Plausible Pleading: Bell Atlantic Corp. v. Twombly

By Richard M. Steuer

Motions to dismiss antitrust cases have gone in and out of favor over the years.  There was a time when plaintiffs—especially government plaintiffs—needed to plead little more than that defendants had conspired to fix prices and restrain trade.  More recently, many courts began demanding appreciably more than conclusory allegations of conspiracy and unreasonable restraint of competition, including both some factual allegations and a theory of liability that makes sense.  Meanwhile, some other courts continued to insist that pleading requirements are intended to be minimal, and that only plaintiffs pleading nothing but conclusions should be denied the opportunity for discovery.  These two trends converged in Bell Atlantic Corp. v. Twombly, an antitrust case with broad implications for pleading all federal claims. 

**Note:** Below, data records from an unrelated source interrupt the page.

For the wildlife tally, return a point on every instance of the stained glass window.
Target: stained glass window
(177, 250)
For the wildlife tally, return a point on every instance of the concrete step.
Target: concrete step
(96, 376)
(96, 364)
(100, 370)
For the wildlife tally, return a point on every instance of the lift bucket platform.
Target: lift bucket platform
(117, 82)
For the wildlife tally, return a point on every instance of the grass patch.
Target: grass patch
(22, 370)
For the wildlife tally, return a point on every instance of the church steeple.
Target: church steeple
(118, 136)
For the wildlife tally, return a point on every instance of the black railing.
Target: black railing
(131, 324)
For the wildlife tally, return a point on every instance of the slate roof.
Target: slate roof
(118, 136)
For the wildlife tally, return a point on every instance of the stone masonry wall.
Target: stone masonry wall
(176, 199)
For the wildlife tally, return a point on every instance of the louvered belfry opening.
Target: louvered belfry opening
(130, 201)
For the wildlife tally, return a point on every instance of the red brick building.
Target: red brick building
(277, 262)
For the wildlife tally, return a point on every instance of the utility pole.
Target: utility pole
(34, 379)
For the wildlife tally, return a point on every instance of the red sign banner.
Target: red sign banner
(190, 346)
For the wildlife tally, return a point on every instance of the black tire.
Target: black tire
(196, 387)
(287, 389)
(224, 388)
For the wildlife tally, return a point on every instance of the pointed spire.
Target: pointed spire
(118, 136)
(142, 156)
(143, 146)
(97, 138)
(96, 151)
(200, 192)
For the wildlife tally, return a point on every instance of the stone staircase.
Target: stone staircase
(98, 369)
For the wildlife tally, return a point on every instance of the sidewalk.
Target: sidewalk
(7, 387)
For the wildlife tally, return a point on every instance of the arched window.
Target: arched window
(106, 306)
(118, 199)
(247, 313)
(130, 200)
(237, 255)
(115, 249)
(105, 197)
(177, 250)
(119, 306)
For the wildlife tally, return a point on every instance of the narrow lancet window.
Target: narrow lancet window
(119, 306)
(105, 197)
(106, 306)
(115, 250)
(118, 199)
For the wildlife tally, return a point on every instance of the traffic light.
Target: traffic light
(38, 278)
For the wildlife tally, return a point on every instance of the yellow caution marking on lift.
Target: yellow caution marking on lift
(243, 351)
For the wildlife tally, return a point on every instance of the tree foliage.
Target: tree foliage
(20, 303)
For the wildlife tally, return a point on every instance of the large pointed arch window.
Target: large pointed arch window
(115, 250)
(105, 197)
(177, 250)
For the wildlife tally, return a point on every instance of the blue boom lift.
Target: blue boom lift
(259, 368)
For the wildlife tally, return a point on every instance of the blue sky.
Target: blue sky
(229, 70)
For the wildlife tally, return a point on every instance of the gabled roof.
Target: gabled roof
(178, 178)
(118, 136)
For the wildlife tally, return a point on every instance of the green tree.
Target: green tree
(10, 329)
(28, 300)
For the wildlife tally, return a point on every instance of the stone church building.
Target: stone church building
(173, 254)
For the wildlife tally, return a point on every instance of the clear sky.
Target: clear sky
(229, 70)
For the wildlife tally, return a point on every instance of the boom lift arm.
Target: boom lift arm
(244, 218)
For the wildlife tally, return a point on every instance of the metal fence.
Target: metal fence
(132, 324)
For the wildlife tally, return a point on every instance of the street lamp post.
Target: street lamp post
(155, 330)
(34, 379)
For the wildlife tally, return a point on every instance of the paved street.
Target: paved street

This article discusses the new standard as set forth in Bell Atlantic v. Twombly and the implications of the Court’s ruling, arguing that the key issue always will be whether the plaintiff has pleaded “enough facts” to state a plausible claim, without resorting to “a legal conclusion couched as a factual allegation” and that the principal challenges for future courts will be to distinguish facts from conclusions masquerading as facts and decide how many genuine facts are “enough.”  Although this always was pivotal on motions to dismiss, Twombly increases the burden by replacing the “no set of facts test” with a “show me the facts” test.